Intro
A decade of public-sector technology investment produced the modern government portal. The resident can find the form. The contractor can submit the application. The constituent can check the status of a license, a benefit, a permit, a tax filing. The portal era did real work. It moved government from paper to digital and made information accessible at a scale that the prior architecture could not support.
The portal is also, by design, a destination. The resident arrives, retrieves what they came for, and leaves. The work the portal references happens elsewhere, in the case management systems, the eligibility platforms, and the workflow queues that the portal does not see. When the resident's case stalls, the portal cannot move it. When the application is incomplete, the portal cannot complete it. When the determination requires a new piece of evidence, the portal cannot request it. The portal informs. The action lives behind the portal, in workflows that the resident cannot see and that the technology was not built to govern.
The vendor language for what comes next is agentic, describing AI systems that act on the work rather than describe it. The operational language is more measured. What is emerging across public-sector technology, and what federal policy is now directing agencies to build toward, is the intelligent workflow: a system that does not just display information but operates the work the information describes, inside a governance structure that names accountability for every action it takes. The shift is not from portals to chatbots. It is from information delivery to governed action.
The Challenge
The portal does not own the work it references
The portal-era architecture solved discovery. The resident knows what form to file, what office to contact, what status to check. What it did not solve is operation. The workflows that produce the determinations, issue the permits, process the benefits, and close the cases live in systems that the portal connects to as a display layer rather than as a participant. The portal can show the resident that their application is "under review." It cannot tell the resident what specifically is under review, what action would advance it, or when the review will conclude, because those properties are not available through the display interface.
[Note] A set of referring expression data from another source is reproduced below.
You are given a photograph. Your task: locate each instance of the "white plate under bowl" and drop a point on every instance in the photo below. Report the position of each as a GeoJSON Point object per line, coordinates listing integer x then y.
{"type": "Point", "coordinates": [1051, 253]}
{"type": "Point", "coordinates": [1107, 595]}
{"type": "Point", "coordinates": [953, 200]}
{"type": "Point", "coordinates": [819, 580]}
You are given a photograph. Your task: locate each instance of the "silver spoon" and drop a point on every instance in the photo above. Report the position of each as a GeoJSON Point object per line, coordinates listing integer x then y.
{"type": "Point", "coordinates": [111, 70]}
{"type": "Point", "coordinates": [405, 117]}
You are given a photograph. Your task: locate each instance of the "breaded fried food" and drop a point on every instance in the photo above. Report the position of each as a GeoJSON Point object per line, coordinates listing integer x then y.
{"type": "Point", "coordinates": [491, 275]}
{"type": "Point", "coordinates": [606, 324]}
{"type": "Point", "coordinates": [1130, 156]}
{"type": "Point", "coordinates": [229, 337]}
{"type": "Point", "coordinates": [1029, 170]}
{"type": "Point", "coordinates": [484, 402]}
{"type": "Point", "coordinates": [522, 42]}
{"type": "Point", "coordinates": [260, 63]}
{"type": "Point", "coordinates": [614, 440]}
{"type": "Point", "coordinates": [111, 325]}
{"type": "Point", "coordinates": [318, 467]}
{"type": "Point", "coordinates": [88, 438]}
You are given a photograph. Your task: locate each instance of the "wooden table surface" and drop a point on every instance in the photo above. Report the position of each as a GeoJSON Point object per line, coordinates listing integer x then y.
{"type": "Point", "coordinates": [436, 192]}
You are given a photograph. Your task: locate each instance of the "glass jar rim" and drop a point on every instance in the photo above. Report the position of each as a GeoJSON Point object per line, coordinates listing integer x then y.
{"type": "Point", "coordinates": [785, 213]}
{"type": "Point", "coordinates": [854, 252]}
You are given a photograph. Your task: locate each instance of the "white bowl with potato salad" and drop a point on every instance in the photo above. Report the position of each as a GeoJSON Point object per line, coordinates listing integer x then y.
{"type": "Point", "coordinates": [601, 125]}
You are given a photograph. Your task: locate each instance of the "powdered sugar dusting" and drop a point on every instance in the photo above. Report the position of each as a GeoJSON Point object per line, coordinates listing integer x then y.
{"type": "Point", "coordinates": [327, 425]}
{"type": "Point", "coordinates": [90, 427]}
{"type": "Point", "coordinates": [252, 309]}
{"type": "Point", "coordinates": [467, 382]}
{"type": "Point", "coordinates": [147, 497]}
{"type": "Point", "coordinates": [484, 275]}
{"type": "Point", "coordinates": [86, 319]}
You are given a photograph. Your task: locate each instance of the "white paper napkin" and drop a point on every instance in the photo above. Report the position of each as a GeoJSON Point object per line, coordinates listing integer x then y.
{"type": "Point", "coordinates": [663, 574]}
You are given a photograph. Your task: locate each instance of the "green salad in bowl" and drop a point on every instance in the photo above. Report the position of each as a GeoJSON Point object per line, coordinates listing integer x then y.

The operational consequence is familiar to anyone who has staffed a state or municipal service line. The portal handled the easy part. The phone calls, the back-office assembly, the cross-system reconciliation, the documentation packaging for audit, the exception handling, all of it happens behind the portal in workflows that were not designed for end-to-end visibility or governed action. The portal made government services easier to find. It did not make them easier to deliver.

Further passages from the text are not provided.